Another six people died and 15 were hurt when a bomb exploded outside a restaurant close to a main entrance to the heavily-fortified Green Zone, which houses government offices and the embassies of several countries. A plume of black smoke was seen over the capital afterwards.
Attacks were also reported in the Shia districts of Husseiniya, Zafaraniya, Shula and Utafiya, as well as the Sunni district of Tarmiya.
A mortar shell landed near a clinic in the town of Taji, north of Baghdad, killing two people, while a suicide bomber targeted a bus stop in Iskandariya, south of the capital, killing five people.
Police also said three improvised explosive devices (IEDs) had been set off and weapons fired in the northern province of Kirkuk.
The attacks came amid heightened security in Baghdad, which saw new checkpoints set up and key roads closed, the AFP news agency reported. Soldiers and police were searching government vehicles which would usually be allowed to pass uninspected, it added.

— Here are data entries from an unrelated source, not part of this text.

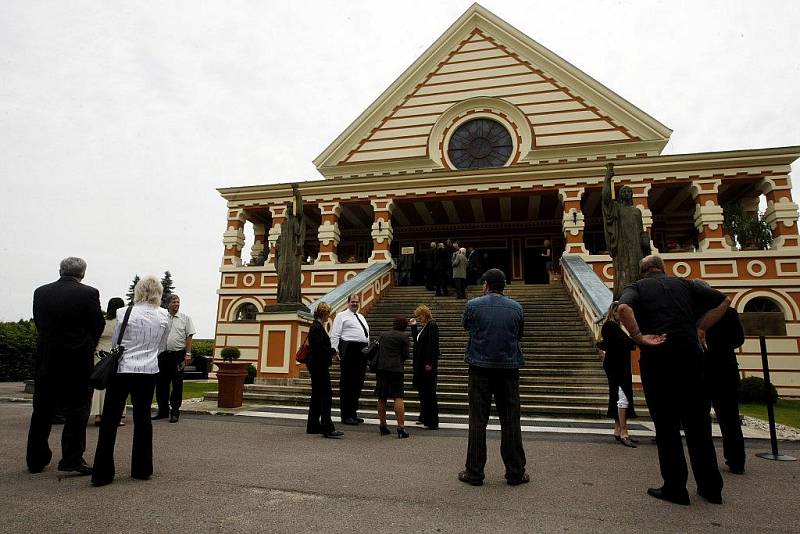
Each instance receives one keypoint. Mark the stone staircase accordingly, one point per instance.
(562, 375)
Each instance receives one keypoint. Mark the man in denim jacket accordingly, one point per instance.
(494, 322)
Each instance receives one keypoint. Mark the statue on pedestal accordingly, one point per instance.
(289, 254)
(626, 239)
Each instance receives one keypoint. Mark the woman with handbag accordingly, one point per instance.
(143, 334)
(320, 355)
(392, 352)
(617, 364)
(104, 346)
(426, 365)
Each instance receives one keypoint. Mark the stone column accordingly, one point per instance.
(641, 199)
(781, 214)
(259, 231)
(572, 222)
(381, 229)
(233, 238)
(328, 232)
(278, 216)
(708, 217)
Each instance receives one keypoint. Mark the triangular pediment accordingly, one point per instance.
(482, 66)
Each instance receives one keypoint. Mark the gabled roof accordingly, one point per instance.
(483, 62)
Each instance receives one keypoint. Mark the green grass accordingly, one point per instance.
(787, 411)
(193, 389)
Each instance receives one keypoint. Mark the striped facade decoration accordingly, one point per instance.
(481, 66)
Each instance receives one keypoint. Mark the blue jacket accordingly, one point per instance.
(494, 323)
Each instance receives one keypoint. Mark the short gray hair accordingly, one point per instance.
(72, 267)
(149, 290)
(653, 261)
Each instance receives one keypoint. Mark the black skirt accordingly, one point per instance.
(389, 385)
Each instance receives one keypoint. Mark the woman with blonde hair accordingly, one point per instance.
(617, 365)
(425, 332)
(144, 337)
(319, 362)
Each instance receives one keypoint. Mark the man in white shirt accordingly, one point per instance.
(172, 361)
(349, 336)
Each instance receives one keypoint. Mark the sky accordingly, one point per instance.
(118, 120)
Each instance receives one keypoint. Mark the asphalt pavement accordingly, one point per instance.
(218, 473)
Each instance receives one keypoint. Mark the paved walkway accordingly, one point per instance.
(255, 474)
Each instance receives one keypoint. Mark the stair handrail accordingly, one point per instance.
(591, 295)
(373, 277)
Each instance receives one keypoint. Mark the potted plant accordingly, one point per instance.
(750, 230)
(231, 376)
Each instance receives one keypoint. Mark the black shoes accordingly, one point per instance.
(714, 497)
(524, 479)
(464, 477)
(82, 468)
(659, 493)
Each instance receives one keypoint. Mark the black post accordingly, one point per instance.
(773, 436)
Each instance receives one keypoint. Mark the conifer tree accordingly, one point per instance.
(166, 282)
(129, 294)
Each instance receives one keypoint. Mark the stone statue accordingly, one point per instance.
(626, 239)
(289, 251)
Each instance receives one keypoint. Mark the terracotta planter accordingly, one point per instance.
(231, 377)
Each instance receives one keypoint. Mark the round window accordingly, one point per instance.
(480, 143)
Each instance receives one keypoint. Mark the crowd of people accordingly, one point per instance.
(685, 330)
(73, 334)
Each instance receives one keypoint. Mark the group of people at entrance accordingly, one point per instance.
(72, 331)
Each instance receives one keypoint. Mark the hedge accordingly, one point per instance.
(17, 347)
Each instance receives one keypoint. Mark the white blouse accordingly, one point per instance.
(144, 338)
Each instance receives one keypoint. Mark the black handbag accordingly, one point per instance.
(105, 370)
(371, 353)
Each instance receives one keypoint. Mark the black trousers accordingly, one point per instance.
(676, 398)
(319, 409)
(503, 385)
(170, 373)
(428, 404)
(71, 398)
(351, 382)
(725, 400)
(140, 387)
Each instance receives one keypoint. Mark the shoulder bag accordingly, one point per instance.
(105, 370)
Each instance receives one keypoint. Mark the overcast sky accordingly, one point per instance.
(118, 120)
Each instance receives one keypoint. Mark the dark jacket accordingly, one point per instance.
(495, 325)
(392, 352)
(69, 322)
(426, 349)
(617, 365)
(319, 346)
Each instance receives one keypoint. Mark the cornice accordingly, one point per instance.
(548, 175)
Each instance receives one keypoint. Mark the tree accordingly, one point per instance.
(166, 282)
(129, 294)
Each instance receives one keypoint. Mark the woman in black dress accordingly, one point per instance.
(426, 364)
(617, 365)
(319, 363)
(392, 352)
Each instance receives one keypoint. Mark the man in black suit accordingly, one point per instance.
(69, 323)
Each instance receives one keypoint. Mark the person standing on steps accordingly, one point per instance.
(392, 353)
(495, 326)
(425, 332)
(349, 336)
(172, 361)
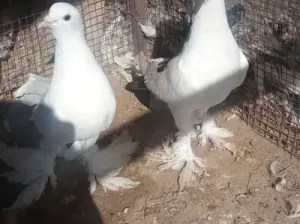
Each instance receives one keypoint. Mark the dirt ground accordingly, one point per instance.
(238, 188)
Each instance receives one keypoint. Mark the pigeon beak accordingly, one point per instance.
(46, 22)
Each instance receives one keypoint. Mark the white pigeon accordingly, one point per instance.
(76, 105)
(79, 104)
(209, 67)
(104, 165)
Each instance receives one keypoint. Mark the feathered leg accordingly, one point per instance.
(210, 132)
(181, 156)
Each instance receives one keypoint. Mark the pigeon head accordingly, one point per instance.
(63, 18)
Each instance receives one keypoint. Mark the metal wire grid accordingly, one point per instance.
(268, 32)
(107, 30)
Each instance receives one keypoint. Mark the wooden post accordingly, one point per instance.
(137, 9)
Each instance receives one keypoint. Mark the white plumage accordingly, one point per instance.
(79, 103)
(209, 67)
(74, 107)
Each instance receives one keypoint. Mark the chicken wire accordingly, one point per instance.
(267, 30)
(25, 49)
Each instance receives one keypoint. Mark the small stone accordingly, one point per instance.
(125, 210)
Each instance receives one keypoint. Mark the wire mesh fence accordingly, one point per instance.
(25, 49)
(267, 31)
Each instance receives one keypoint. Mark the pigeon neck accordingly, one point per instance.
(209, 26)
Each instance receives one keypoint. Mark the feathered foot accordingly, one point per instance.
(210, 132)
(180, 157)
(104, 165)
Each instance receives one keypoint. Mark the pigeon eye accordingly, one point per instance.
(67, 17)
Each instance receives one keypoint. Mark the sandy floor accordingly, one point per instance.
(236, 189)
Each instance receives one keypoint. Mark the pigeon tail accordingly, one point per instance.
(31, 167)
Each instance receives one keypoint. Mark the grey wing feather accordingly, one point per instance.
(31, 193)
(156, 78)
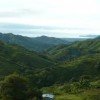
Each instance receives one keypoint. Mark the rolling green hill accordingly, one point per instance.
(15, 58)
(36, 44)
(76, 49)
(84, 59)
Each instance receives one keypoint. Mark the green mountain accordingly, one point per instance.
(74, 60)
(14, 58)
(74, 50)
(36, 44)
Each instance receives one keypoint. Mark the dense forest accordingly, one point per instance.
(61, 68)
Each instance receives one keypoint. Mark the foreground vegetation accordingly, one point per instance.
(70, 72)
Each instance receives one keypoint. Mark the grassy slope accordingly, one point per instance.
(65, 52)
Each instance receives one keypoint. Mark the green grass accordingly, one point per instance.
(68, 97)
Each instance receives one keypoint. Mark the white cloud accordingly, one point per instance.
(65, 13)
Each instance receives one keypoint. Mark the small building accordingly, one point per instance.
(48, 97)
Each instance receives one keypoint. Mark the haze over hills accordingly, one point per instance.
(79, 58)
(36, 44)
(62, 65)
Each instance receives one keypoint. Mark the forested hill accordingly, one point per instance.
(43, 71)
(36, 44)
(74, 50)
(14, 58)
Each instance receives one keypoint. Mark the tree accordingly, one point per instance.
(13, 87)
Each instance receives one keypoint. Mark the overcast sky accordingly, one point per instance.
(68, 18)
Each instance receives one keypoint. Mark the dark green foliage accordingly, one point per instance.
(13, 87)
(77, 49)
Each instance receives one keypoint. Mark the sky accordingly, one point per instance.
(57, 18)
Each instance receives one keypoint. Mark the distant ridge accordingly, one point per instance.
(36, 44)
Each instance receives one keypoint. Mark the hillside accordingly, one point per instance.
(36, 44)
(44, 71)
(15, 58)
(74, 50)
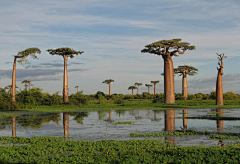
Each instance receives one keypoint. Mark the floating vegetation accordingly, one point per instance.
(211, 118)
(183, 113)
(59, 150)
(124, 123)
(182, 133)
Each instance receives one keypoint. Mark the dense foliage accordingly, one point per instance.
(34, 97)
(60, 150)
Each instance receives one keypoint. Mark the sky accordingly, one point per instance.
(112, 34)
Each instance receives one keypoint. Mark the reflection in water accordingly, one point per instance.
(220, 124)
(14, 126)
(169, 116)
(138, 116)
(79, 116)
(155, 116)
(109, 117)
(185, 114)
(65, 123)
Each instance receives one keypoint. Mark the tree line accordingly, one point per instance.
(164, 48)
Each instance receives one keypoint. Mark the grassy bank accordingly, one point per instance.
(138, 104)
(57, 150)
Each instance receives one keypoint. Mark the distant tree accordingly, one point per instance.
(148, 85)
(219, 87)
(138, 84)
(9, 87)
(184, 71)
(65, 53)
(22, 60)
(155, 82)
(109, 83)
(77, 88)
(26, 83)
(167, 49)
(132, 88)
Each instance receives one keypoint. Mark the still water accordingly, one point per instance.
(101, 125)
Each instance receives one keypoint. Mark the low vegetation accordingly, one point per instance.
(35, 99)
(60, 150)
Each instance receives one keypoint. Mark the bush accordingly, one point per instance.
(118, 101)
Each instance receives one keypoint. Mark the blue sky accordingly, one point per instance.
(112, 35)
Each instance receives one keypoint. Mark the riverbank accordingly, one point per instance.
(60, 150)
(136, 104)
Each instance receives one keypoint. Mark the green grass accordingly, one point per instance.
(58, 150)
(138, 104)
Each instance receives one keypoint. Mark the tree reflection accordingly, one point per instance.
(79, 116)
(185, 114)
(169, 116)
(14, 126)
(65, 123)
(155, 116)
(120, 112)
(220, 124)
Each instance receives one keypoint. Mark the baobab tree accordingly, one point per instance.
(148, 85)
(65, 53)
(184, 71)
(154, 83)
(109, 83)
(22, 60)
(27, 83)
(77, 88)
(167, 49)
(219, 87)
(132, 88)
(138, 84)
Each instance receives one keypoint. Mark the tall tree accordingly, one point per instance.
(154, 83)
(148, 85)
(184, 71)
(26, 83)
(22, 60)
(77, 88)
(167, 49)
(138, 84)
(65, 53)
(132, 88)
(219, 87)
(109, 83)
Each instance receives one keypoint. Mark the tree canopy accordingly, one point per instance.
(154, 82)
(108, 81)
(168, 47)
(138, 84)
(190, 70)
(132, 87)
(28, 52)
(65, 51)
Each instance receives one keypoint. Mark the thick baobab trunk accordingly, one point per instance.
(13, 89)
(184, 86)
(169, 123)
(219, 122)
(110, 114)
(220, 125)
(14, 126)
(169, 95)
(219, 89)
(65, 123)
(65, 82)
(154, 90)
(110, 89)
(185, 114)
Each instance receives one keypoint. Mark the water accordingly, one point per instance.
(101, 125)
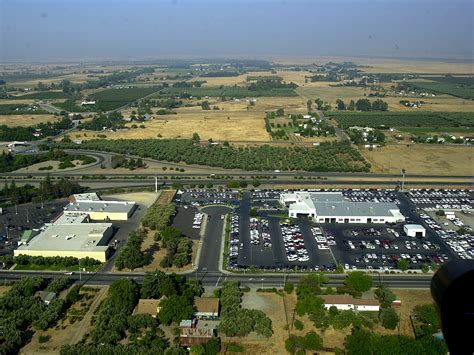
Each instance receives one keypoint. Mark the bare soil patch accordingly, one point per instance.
(25, 120)
(422, 159)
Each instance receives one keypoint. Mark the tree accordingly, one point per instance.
(351, 106)
(359, 281)
(288, 287)
(363, 105)
(403, 264)
(385, 296)
(389, 318)
(313, 341)
(196, 138)
(340, 104)
(425, 268)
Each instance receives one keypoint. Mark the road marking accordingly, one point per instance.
(217, 283)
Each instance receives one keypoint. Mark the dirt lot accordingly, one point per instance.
(422, 159)
(4, 289)
(144, 198)
(67, 331)
(25, 120)
(218, 125)
(274, 306)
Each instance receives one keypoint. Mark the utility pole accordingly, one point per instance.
(403, 179)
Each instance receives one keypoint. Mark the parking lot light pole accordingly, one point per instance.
(403, 179)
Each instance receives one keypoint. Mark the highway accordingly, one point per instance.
(215, 278)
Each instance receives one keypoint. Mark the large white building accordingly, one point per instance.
(77, 240)
(102, 210)
(346, 302)
(333, 207)
(414, 230)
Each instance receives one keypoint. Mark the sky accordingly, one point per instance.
(81, 30)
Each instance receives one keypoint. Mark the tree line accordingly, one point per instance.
(329, 156)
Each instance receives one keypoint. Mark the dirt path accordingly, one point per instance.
(86, 321)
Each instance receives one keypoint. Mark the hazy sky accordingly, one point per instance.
(40, 30)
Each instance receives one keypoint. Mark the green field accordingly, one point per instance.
(403, 119)
(111, 99)
(25, 76)
(44, 95)
(326, 157)
(227, 91)
(462, 90)
(12, 109)
(436, 129)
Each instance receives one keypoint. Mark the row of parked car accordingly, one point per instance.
(197, 220)
(259, 232)
(441, 198)
(234, 240)
(460, 241)
(323, 241)
(413, 259)
(371, 195)
(294, 243)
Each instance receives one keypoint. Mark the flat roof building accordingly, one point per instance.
(207, 308)
(414, 230)
(346, 302)
(333, 207)
(75, 240)
(102, 210)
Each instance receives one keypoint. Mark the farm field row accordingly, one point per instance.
(403, 119)
(422, 159)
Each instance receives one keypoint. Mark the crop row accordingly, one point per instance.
(326, 157)
(403, 119)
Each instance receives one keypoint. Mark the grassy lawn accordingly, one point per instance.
(436, 129)
(56, 267)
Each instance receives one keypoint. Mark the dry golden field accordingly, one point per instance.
(218, 125)
(384, 65)
(25, 120)
(422, 159)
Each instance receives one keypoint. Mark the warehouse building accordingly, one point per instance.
(414, 230)
(346, 302)
(333, 207)
(102, 210)
(75, 240)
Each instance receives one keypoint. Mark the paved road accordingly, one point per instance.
(211, 246)
(216, 278)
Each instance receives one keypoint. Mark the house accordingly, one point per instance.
(45, 296)
(148, 306)
(207, 308)
(347, 302)
(192, 333)
(414, 230)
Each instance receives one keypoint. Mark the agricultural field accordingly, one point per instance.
(25, 120)
(46, 95)
(463, 90)
(403, 119)
(21, 109)
(218, 125)
(226, 91)
(111, 99)
(326, 157)
(422, 159)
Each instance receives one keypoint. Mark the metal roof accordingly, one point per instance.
(355, 209)
(100, 206)
(70, 237)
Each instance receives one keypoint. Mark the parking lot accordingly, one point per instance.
(269, 240)
(15, 220)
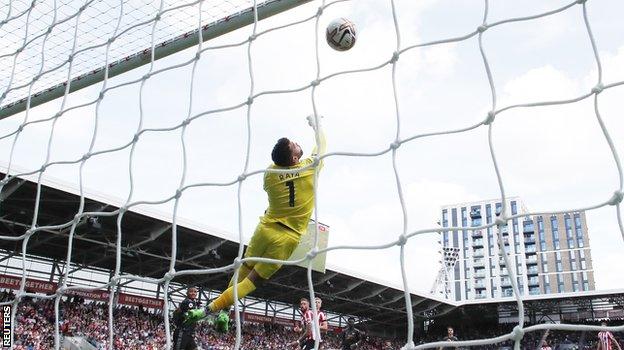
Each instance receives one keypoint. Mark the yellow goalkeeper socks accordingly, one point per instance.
(226, 299)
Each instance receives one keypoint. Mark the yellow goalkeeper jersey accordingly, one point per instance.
(291, 195)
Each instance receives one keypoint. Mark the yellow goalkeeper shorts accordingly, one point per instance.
(274, 241)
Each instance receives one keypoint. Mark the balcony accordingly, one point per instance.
(529, 240)
(475, 214)
(479, 263)
(531, 259)
(479, 286)
(528, 226)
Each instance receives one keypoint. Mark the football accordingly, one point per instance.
(340, 34)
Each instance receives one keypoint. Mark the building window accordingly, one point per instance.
(464, 218)
(554, 224)
(559, 283)
(540, 233)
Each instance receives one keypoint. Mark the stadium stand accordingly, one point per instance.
(142, 329)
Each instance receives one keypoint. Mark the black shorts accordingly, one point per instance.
(307, 344)
(183, 340)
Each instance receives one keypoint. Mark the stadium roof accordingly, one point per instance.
(146, 248)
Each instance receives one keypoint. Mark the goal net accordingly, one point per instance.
(51, 49)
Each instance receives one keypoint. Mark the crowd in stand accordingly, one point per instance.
(140, 329)
(556, 340)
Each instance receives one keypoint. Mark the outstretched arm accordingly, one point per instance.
(321, 147)
(614, 341)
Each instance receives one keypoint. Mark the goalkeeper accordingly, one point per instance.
(291, 201)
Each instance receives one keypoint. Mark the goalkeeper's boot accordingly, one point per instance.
(222, 321)
(195, 315)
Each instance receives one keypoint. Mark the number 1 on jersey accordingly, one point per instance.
(291, 193)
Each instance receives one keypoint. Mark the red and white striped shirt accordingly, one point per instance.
(605, 337)
(308, 318)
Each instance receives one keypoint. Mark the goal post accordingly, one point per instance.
(165, 48)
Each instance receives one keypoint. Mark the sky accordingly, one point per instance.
(552, 157)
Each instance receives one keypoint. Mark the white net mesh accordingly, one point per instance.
(49, 42)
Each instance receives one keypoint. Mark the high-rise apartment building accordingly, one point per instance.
(548, 254)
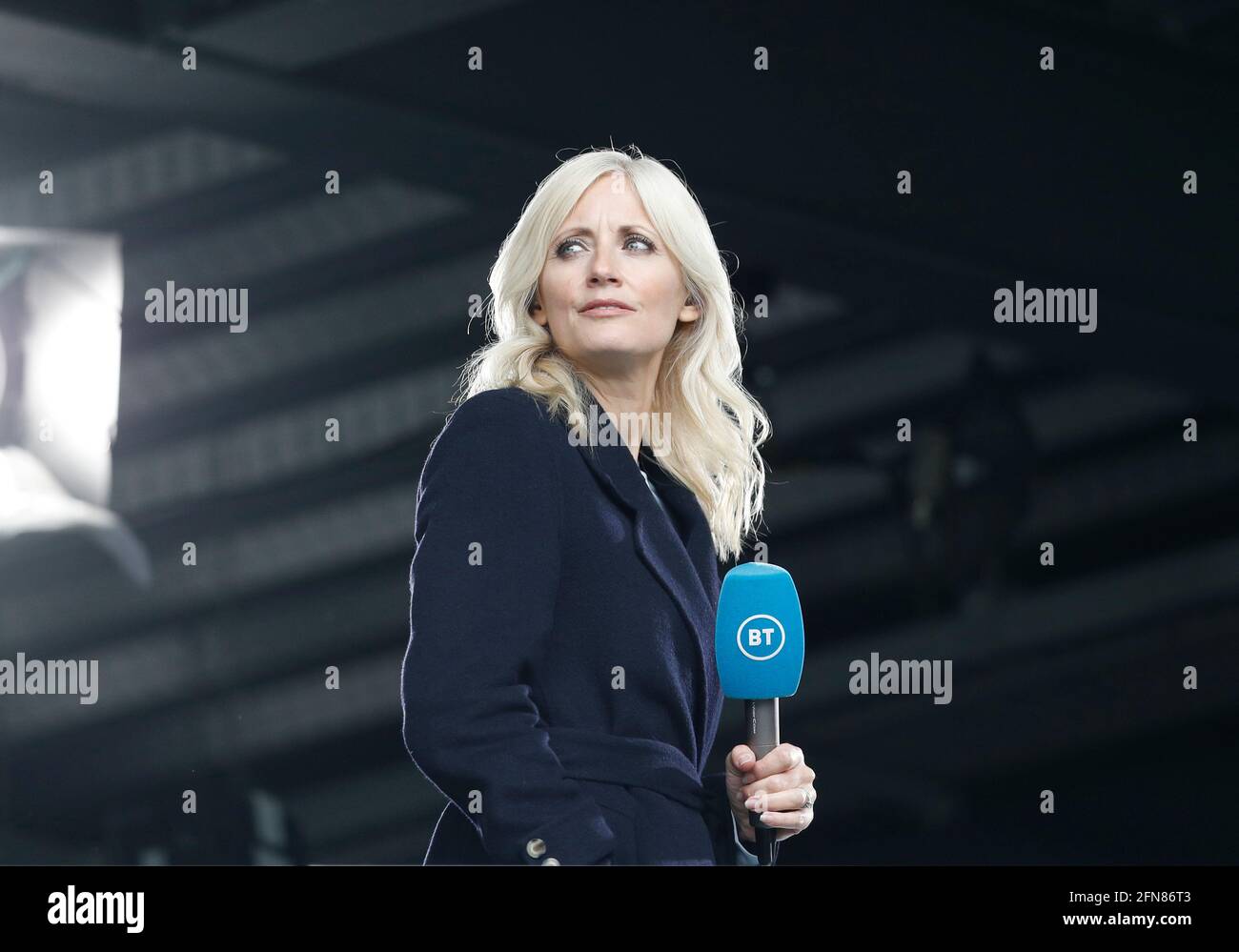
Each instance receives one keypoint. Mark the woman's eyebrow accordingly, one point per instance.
(583, 230)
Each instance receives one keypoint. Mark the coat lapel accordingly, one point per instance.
(685, 567)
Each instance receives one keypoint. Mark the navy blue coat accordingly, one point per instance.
(559, 684)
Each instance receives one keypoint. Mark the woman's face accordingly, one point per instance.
(607, 250)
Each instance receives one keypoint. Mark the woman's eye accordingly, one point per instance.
(561, 250)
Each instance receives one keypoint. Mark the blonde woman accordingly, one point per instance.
(559, 684)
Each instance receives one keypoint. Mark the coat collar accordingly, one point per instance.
(681, 557)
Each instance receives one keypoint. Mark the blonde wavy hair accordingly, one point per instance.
(718, 424)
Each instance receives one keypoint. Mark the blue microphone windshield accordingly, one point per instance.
(759, 634)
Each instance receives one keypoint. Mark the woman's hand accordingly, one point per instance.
(779, 786)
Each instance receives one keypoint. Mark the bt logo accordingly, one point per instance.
(761, 638)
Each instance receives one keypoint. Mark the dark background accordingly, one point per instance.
(1066, 679)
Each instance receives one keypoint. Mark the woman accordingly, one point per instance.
(559, 685)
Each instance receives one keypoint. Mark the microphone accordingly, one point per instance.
(759, 645)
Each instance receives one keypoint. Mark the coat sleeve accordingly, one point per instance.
(482, 596)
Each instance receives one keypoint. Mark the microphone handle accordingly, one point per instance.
(761, 717)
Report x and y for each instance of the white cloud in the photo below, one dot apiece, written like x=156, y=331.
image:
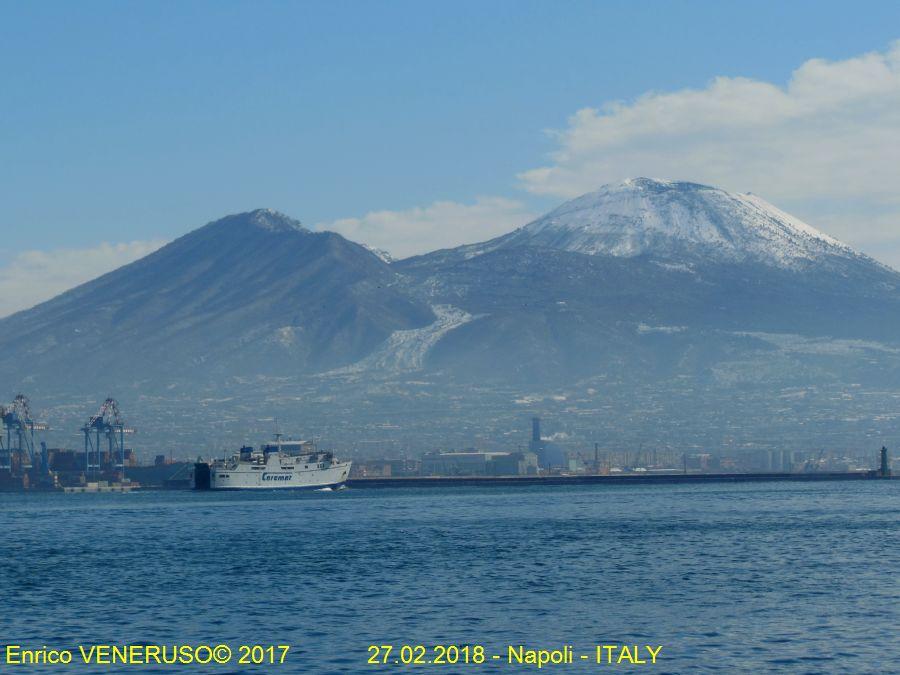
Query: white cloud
x=833, y=131
x=31, y=277
x=826, y=146
x=440, y=225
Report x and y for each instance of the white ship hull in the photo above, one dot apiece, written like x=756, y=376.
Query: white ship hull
x=272, y=477
x=283, y=465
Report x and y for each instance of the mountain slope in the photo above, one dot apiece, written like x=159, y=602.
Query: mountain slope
x=649, y=277
x=248, y=294
x=673, y=221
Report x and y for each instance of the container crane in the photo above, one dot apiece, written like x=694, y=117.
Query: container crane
x=107, y=422
x=17, y=440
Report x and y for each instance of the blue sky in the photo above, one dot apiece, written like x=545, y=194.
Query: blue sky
x=136, y=122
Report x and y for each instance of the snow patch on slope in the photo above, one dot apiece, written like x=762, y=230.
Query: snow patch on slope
x=407, y=349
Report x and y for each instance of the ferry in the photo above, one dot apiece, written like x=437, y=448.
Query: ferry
x=278, y=465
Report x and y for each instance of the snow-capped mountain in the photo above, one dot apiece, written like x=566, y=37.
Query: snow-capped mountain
x=656, y=290
x=676, y=221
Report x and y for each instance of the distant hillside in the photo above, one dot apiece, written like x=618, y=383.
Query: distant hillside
x=248, y=294
x=648, y=311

Tuesday is believed to have been the deadliest day in Iraq since 9 September last year, when 76 people were killed in a wave of attacks, some of which targeted the security forces.
No group has said it was behind Tuesday's violence, but the Islamic State of Iraq, a militant umbrella group that includes al-Qaeda in Iraq, has in recent months stepped up its attempts to revive the insurgency.
Such co-ordinated attacks are not unusual, but it is assumed that the timing may have been chosen to coincide with the 10th anniversary of the invasion, our correspondent adds.
It comes at a time of deep political crisis in the country, with the Prime Minister Nouri Maliki sharply at odds with a wide range of political forces, including the Kurds, most of the Sunni groups, and many factions within his own Shia community.